El vuelo se desarrolla sin incidencias dignas de mención, pero, no obstante, cuando el aparato aterriza, los pasajeros humanos optan por aplaudir, como si hubiesen estado esperando un final diferente a las festividades de la tarde. Nunca he entendido este gesto; la única razón que he tenido alguna vez para aplaudir mientras me encontraba a bordo de un avión fue cuando la azafata me dio por error dos pequeñas bolsas de cacahuetes tostados en lugar de la única que me correspondía. Al recordar ese incidente convengo en que hubiese sido mejor quedarse quieto, ya que mis aplausos alertaron de su error a la azafata y procedió a llevarse mi ración extra.

Teitelbaum me hubiese asesinado y se hubiera subido por las paredes de haber sabido cuáles son mis verdaderas intenciones al viajar a Nueva York. Le dije que algunas de las pistas descubiertas señalaban a la Gran Manzana, solicité una tarjeta de crédito de la compañía (¡con un límite de cinco mil dólares, no es moco de pavo!) y procedió a someterme al tercer grado por teléfono.

– ¿Piensas seguir en el caso?

– Por supuesto -le aseguré-. Por eso voy a Nueva York; por la compañía de seguros.

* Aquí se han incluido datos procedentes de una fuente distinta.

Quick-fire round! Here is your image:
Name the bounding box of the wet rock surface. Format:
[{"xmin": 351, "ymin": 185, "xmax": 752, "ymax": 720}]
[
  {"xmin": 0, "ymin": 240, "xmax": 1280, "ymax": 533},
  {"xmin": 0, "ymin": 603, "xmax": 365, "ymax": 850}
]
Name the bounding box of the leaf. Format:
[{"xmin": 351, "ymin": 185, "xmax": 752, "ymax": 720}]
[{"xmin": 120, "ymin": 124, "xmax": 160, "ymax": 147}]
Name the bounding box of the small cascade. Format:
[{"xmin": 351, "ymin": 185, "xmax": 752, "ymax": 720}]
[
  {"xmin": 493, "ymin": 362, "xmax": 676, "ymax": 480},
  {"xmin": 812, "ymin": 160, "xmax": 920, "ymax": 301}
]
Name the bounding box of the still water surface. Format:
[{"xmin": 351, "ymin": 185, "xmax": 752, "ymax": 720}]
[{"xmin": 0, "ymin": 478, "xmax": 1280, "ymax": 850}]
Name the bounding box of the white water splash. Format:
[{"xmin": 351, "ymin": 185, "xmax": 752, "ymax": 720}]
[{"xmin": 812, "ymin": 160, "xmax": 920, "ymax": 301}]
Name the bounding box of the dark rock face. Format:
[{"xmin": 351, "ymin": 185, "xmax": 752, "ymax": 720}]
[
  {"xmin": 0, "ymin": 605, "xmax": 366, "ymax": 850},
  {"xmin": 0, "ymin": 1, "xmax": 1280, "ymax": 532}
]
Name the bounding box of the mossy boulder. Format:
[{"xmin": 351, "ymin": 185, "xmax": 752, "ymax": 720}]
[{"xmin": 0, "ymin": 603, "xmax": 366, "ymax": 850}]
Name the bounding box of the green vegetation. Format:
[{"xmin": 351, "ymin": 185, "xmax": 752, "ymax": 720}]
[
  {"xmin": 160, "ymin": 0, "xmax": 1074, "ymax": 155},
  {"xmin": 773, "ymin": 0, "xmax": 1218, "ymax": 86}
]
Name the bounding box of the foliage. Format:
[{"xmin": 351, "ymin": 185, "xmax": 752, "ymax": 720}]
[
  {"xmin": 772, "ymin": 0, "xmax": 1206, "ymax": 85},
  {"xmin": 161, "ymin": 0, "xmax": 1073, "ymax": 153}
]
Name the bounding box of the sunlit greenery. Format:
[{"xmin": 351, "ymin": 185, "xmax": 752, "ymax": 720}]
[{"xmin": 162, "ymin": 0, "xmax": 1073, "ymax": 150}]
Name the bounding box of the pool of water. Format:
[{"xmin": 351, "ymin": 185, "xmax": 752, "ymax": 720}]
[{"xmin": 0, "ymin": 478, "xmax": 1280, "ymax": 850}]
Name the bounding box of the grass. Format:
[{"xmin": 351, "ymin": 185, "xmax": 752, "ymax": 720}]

– ¿No comenzarás a husmear otra vez en la muerte de tu socio?

– No -dije-, de eso nada.

Pero si el caso lleva hasta McBride, entonces tal vez deba hacer algunas preguntas en relación con la muerte del magnate, y si debo hacer preguntas acerca de esa muerte, es posible que tropiece con alguna información relacionada con uno de los primeros investigadores privados que se hicieron cargo de este caso, mi socio muerto, Ernie. Naturalmente, no tengo que decirle a Teitelbaum nada de todo esto. Todo lo que él debe saber es que la compañía de seguros está aflojando incluso más pasta por una cuenta de gastos inflada que ahora incluye una estancia en la segunda ciudad más extravagante de Estados Unidos. La próxima vez sólo tendré que esperar que alguien sea asesinado en Las Vegas.